I have a data frame in pandas with a DateTime index.
When grouping it with a time grouper: pd.Grouper(freq='360Min')
, how can I join this result back onto the original timestamp?
I.e. an equijoin timestamp=bucket will not work?
Is there a convenience function?
Should the asof
join be used?
Or would I manually have to extract the hours and then try to match it up?
example:
for a source of
import pandas as pd
df = pd.DataFrame(
{
"Publish date": [
pd.Timestamp("2000-01-02"),
pd.Timestamp("2000-01-02"),
pd.Timestamp("2000-01-09"),
pd.Timestamp("2000-01-16")
],
"ID": [0, 1, 2, 3],
"Price": [10, 20, 30, 40]
}
)
Which gives:
Publish date ID Price
0 2000-01-02 0 10
1 2000-01-02 1 20
2 2000-01-09 2 30
3 2000-01-16 3 40
I want to perform an aggregation with an arbitrary frequency (not only month, day, hour), let's say 1
month.
agg_result = df.groupby(pd.Grouper(key="Publish date", freq="1M")).agg([pd.Series.mean, pd.Series.median]).reset_index()

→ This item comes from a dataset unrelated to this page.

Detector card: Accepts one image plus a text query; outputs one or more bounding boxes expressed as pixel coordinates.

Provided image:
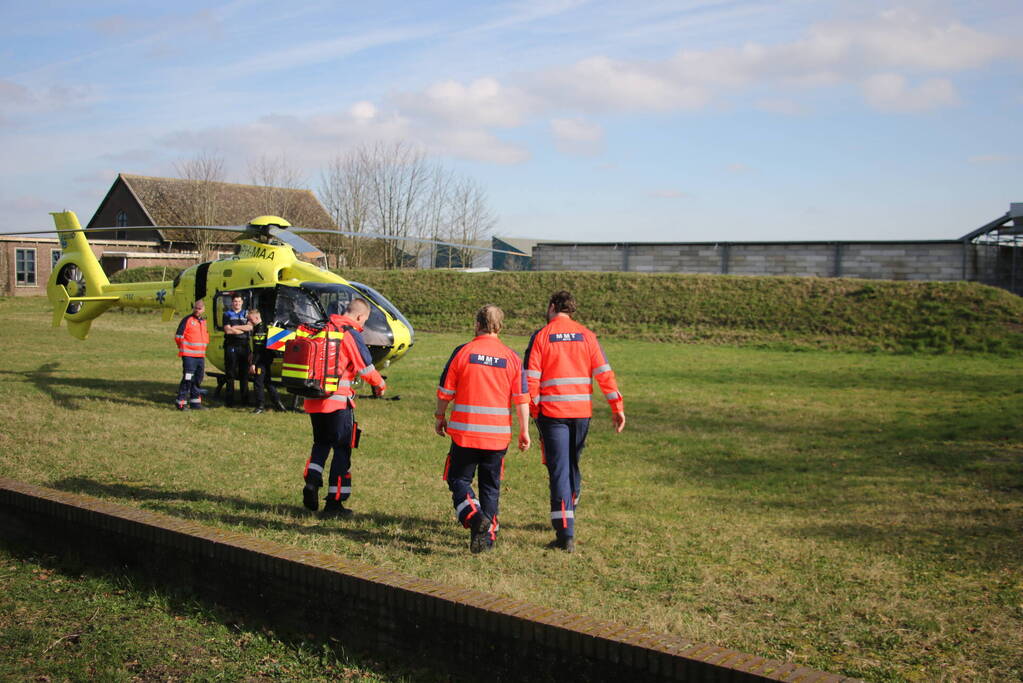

agg_result.columns = ['_'.join(col).strip() for col in agg_result.columns.values]
agg_result.columns = ['Publish date month', 'ID_mean', 'ID_median', 'Price_mean', 'Price_median']
print(agg_result)
Publish date month ID_mean ID_median Price_mean Price_median
0 2000-01-31 1.5 1.5 25 25
How can I ensure that the equijoin would work again? I.e. transform the original timestamp into the fitting bucket using the same arbitrary frequency?
I.e. described in the code of the example, how can I get:
agg_result['Publish date month'] = agg_result['Publish date'].apply(magic transform to same frequency bucket)
df.merge(agg_result, on['Publish date month'])
To work, i.e. define the transformation to the right bucket?